Any questions how that ends?

How does it work?

[manu0601]

How does it works against Man in the Middle attacks? If it must be defended against NSA, then we cannot take for granted that a browser SSL connection is safe from observers.

Re:How does it work?

[watice]

Looks like with PGP & Tor, & USB Keys. It's detailed here. https://github.com/freedomofpress/securedrop/blob/master/docs/user_manual.md

Re:How does it work?

TOR network? *FAIL* Didn't Snowden already provide whistleblower evidence the TOR network is compromised by the NSA?

Re:How does it work?

[PrimeNumber]

Yes you are correct, which is why I am astounded people continually recommend Tor as if it is a privacy panacea.

Re:How does it work?

[watice]

I haven't heard/read that. As I understood it, a different 3 letter govt agency (FBI was it?) was exploiting weaknesses in Firefox to track TOR users, but I don't believe the TOR network was "compromised by the NSA". I could be wrong though, I tend to not pay attention to conspiracies.

Re:How does it work?

[ihtoit]

that's what I thought!

Please, people, STOP recommending Tor! Here's a bit of forgotten history: Silk Road operated on the Tor network, it was TRACED then TAKEN DOWN by the Met's National Crime Agency.

A primer on the NCA.

Also, please bear in mind that the Tor protocol was developed by the US NAVY. If you do decide to use Tor consider it INSECURE.

also

he also helped invent bitcoin

Re:also

[ArbitraryName]

No, he didn't.

Names No Problem: The Problem Is "traceroute"

Who cares about "Names".

The "real money" will pay $$$$ to obfuscate traceroute!

And THE question is: How do we obfuscate ip routes in traceroute?

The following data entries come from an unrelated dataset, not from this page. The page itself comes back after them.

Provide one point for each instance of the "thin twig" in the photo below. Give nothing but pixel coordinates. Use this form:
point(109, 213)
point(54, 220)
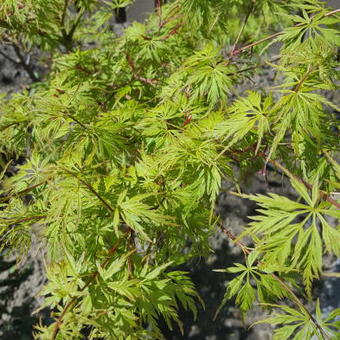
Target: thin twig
point(324, 195)
point(274, 35)
point(242, 28)
point(3, 199)
point(91, 189)
point(23, 63)
point(295, 299)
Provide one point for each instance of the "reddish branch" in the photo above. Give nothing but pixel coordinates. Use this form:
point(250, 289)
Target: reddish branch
point(324, 195)
point(272, 36)
point(136, 75)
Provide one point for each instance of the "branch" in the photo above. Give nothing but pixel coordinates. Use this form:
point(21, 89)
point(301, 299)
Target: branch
point(90, 188)
point(324, 195)
point(242, 28)
point(294, 297)
point(274, 35)
point(24, 65)
point(6, 198)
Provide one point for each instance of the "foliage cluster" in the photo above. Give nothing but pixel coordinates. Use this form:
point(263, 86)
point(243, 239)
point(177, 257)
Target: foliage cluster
point(127, 140)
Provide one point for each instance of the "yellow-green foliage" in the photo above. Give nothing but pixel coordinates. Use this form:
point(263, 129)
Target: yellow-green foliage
point(126, 144)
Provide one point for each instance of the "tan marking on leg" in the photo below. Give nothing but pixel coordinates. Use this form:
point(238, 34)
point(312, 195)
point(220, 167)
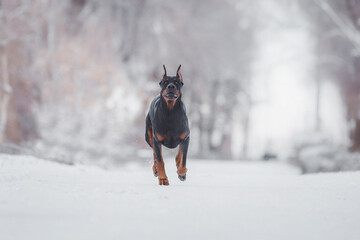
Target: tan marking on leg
point(160, 166)
point(179, 163)
point(155, 171)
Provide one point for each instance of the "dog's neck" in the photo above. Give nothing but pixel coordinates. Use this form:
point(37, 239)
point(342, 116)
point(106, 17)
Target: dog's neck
point(170, 105)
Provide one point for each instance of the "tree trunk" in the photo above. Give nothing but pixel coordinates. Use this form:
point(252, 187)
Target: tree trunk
point(5, 90)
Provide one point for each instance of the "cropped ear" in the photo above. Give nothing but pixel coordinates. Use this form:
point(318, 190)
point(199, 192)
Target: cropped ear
point(164, 74)
point(178, 74)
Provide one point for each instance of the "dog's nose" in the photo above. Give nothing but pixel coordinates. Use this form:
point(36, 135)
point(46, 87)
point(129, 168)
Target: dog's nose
point(171, 86)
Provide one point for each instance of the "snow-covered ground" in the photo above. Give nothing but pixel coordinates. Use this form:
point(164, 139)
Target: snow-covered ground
point(220, 200)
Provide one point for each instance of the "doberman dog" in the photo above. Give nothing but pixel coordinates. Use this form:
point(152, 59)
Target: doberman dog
point(167, 124)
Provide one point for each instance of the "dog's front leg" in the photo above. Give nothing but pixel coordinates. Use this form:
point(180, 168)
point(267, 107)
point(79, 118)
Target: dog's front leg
point(181, 159)
point(163, 180)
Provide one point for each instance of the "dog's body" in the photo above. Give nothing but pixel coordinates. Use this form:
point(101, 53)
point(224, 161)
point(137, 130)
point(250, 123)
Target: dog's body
point(167, 124)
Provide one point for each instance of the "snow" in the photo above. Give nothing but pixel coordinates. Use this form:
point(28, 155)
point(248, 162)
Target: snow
point(40, 199)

Let the "Real Money" pay! :)

I am not impressed

Sorry folks - you may starting throwing stones now. But this technology doesn't impress me. Server side encryption is NOT secure and should not be used if people's safety and livelihoods are at risk. There are several examples around using client-side encryption providing true end-to-end protection.

'nuff said-

Michaela

also co-founder of

the TOR and Free Net projects

Not quite the 99 percent solution

Thank you for your thoughtful solution to the personal communications
privacy problem. We regret to inform you that your plan will not work
because:

  [*] The government and big business are against it,
          now you're fighting a two front war.
  [*] NSA is tapping into the carriers backbone networks.
  [*] If NSA is tapping, do you think the carriers aren't looking at
          their own traffic?
  [*] Your crypto is back-doored by NSA.
  [ ] It's not legal. We all know what the law says, but judges say
          what the law really means.
  [*] The Microsoft "_NSAKEY" registry key is for REAL!
  [ ] Your customers can be found "Guilty by Assosciation."
  [*] You'd be shut down in an instant if it worked.
  [*] You have no privacy. Get over it.

tripcodes?

So they 'invented' tripcodes that 2chan has HAD for years n years?!

Sounds good.

[PrimeNumber]

...but in reality it still sucks because the NSA will be continue to log and sniff all traffic between the host and web site.

Can I pick the journalist?

I would hope I could pick the journalist, since the vast majority seem so politically minded that they could very well aid in covering up or discrediting me to preserve their loyalty to their chosen party, whatever it may be.

Over the years, we have expected our journalists to be less and less the unemotional, unbiased recorder of that which happens around them, and more of an emotional, combative and idealogical superhero.